Après cinq ans d'App Stores, on remarque aussi qu'aucun éditeur n'a vraiment explosé avec ce modèle. Rovio, malgré le succès phénoménal d'Angry Birds, n'atteint même pas 200 millions de dollars chiffre d'affaires. Il reste très loin du milliard, barrière à partir de laquelle on commence à peser dans cette industrie. Notez que les grands éditeurs du marché, ceux qui ont les moyens de développer de grosses applications, boudent toujours autant les Apps Stores. Les quelques tentatives de Microsoft ou d'Adobe sur le mobile ne sont faites qu'avec des applications gratuites ou limitées (OneNote, Photoshop Touch, etc.). Et sur les applications de bureau, tous fuient le Mac App Store et le Windows Store comme la peste.
Office et Photoshop gratuits sur les Stores
On les comprend. Ces « Stores » ont habitué l'utilisateur aux prix très bas. Une application à 20 € est déjà considérée comme chère. Il paraîtrait insultant d'afficher des prix de plusieurs centaines d'euros, comme ceux qui ont fait la fortune des ténors du marché. Sans compter avec la commission que prennent les gestionnaires de ces « Stores ». Très peu d'entreprises pourraient survivre en perdant d'un coup 30 % de leur chiffre d'affaires. Voilà pourquoi, malgré les milliards d'applications téléchargées, les grands éditeurs traînent toujours des pieds pour inclure les App Stores à leur modèle.

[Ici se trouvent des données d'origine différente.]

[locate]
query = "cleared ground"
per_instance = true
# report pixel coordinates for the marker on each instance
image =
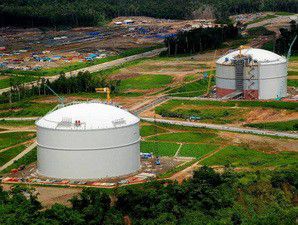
(231, 112)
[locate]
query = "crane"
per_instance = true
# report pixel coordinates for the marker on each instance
(290, 49)
(105, 90)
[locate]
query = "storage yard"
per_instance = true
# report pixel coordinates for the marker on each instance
(169, 116)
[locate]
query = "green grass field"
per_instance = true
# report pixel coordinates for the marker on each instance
(241, 156)
(25, 109)
(192, 89)
(258, 31)
(294, 58)
(13, 138)
(145, 82)
(168, 107)
(186, 137)
(10, 154)
(27, 159)
(16, 123)
(148, 130)
(284, 13)
(292, 73)
(268, 46)
(159, 148)
(293, 83)
(5, 83)
(291, 125)
(197, 151)
(80, 65)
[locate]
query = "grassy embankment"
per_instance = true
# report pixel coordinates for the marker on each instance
(291, 125)
(25, 108)
(13, 138)
(28, 76)
(217, 111)
(198, 143)
(80, 65)
(244, 157)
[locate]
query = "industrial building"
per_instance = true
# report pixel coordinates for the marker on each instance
(88, 141)
(252, 74)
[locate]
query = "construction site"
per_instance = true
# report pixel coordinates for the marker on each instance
(35, 49)
(169, 116)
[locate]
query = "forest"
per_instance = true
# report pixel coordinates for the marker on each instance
(84, 82)
(71, 13)
(199, 40)
(283, 43)
(260, 198)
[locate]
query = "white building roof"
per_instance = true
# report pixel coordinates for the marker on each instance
(87, 116)
(260, 55)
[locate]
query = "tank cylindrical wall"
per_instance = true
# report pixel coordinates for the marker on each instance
(270, 80)
(273, 81)
(88, 154)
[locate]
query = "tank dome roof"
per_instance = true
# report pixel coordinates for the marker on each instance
(87, 116)
(260, 55)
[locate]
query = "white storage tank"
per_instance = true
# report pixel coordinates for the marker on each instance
(88, 141)
(256, 73)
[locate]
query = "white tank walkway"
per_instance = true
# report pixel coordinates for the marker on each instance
(222, 127)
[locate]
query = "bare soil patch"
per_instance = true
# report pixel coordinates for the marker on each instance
(261, 143)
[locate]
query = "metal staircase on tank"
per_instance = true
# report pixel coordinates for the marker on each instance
(251, 80)
(239, 70)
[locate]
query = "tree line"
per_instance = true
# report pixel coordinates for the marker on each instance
(200, 39)
(283, 43)
(34, 13)
(83, 82)
(208, 198)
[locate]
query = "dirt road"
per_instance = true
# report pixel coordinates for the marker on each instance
(222, 127)
(99, 67)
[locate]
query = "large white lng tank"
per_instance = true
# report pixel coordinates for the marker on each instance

Pourtant, les utilisateurs, eux, adorent ce modèle. Les App Stores sont là pour durer. Les éditeurs vont donc s'adapter pour reprendre la main. Une tendance consiste à proposer son application gratuitement sur les Stores, mais la facturer ailleurs. Regardez le classement des applications les plus rentables : elles sont quasiment toutes gratuites. D'où vient l'argent ? Des paiements effectués, soit au sein de l'application, soit directement à l'éditeur. C'est le modèle retenu par Salesforces et SAP, mais aussi par Google pour sa suite QuickOffice qui requiert un compte Google Apps Premium. Ce sera probablement bientôt celui de Microsoft et d'Adobe : Office et Photoshop téléchargeables gratuitement sur les Stores, mais réservés aux abonnés Office 365 et Creative Cloud.
Quelle ironie. Alors que les Stores devaient faire baisser les prix et mettre à égalité grands éditeurs et petits indépendants, ils finissent par ne favoriser que les plus gros. Ceux qui mettront les moyens pour sortir du lot et qui pourront facturer ce qu'ils veulent... à l'extérieur du Store.